Wednesday, October 17, 2007

Palette Dining Studio: It's a Buffet

There is much excitement surrounding Detroit's new high-end restaurants that just opened in the new MGM Hotel & Casino--Wolfgang Puck (who has never really impressed me but still carries a certain amount of cache I am happy to see in Detroit) and Michael Mina both have brand-new ventures inside the casino, and judging from an early preview of the menus these places are going to quickly be ranked in the upper echelon of Detroit dining.

On Friday night, we decided to be adventurous and try out one of these new venues, only to be met with a chorus of "Sorry, we are fully committed for the evening."

Well, that's partially a lie. The Wolfgang Puck restaurant told us they stop serving dinner at 10:30. When we got there, it was 10:20. Sweetheart, I shouldn't need to tell you this because this is common industry practice--if your restaurant closes at 10:30, this means you must seat people until then, and serve them their full meals until they are satisfied. This is understood across the board, and BELIEVE YOU ME when I do finally have the chance to enjoy a meal there a mention of such poor customer service on opening weekend WILL be noted in the review. Walking by, there were plenty of open tables we could have been sat at. In a larger city, such behavior from a hostess on opening weekend would have torpedoed the restaurant's credibility. But this is Detroit, where folks don't know better.

But I digress.

At this point, we're just plain hungry, so we decide to check out the still-open and not "fully committed for the evening" new "dining studio," Palette. Now, Palette was described in all preemptive press as being a "tapas" buffet. Tapas makes me presume that an ecelectic selection of "small plates" will be offered, buffet-style, but not in the classic nature of a buffet.

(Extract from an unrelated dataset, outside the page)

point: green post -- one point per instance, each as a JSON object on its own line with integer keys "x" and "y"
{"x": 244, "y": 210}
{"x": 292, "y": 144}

Wrong, wrong, wrong. It's a buffet, people. A pretty standard, albeit higher quality, meat-seafood-stirfry-salad-and-dessert buffet. There was nothing "tapas" about it. Granted, the offerings far exceed what most buffets have to offer--grilled lamb chops, split crab legs soaked in butter, Oysters Rockefeller, marinated prosciutto, Manchego cheese, chicken parmesan in a stellar parmesan cream sauce, and a dessert station with a chocolate fountain, made-to-order crepes, and an assortment of fresh gelatto along with artfully presented bit-sized pastries all combine to make this buffet something that far exceeds the "Old Country" understanding of the word. Yes, this is a buffet worthy of Vegas (all those stories you hear about the grandeur of the Vegas buffets in the high-end casinos? They're all true.), though not quite so large in scale or diverse in offerings.

But make no mistake--this is a buffet, people. Don't let the promise of tapas make you think you're getting something more than you paid for. And at $26.00 per person, you'd better stay for a few hours and gorge yourself to the point of pain to really get your money's worth.

And they don't even have a bathroom inside. Tsk, tsk.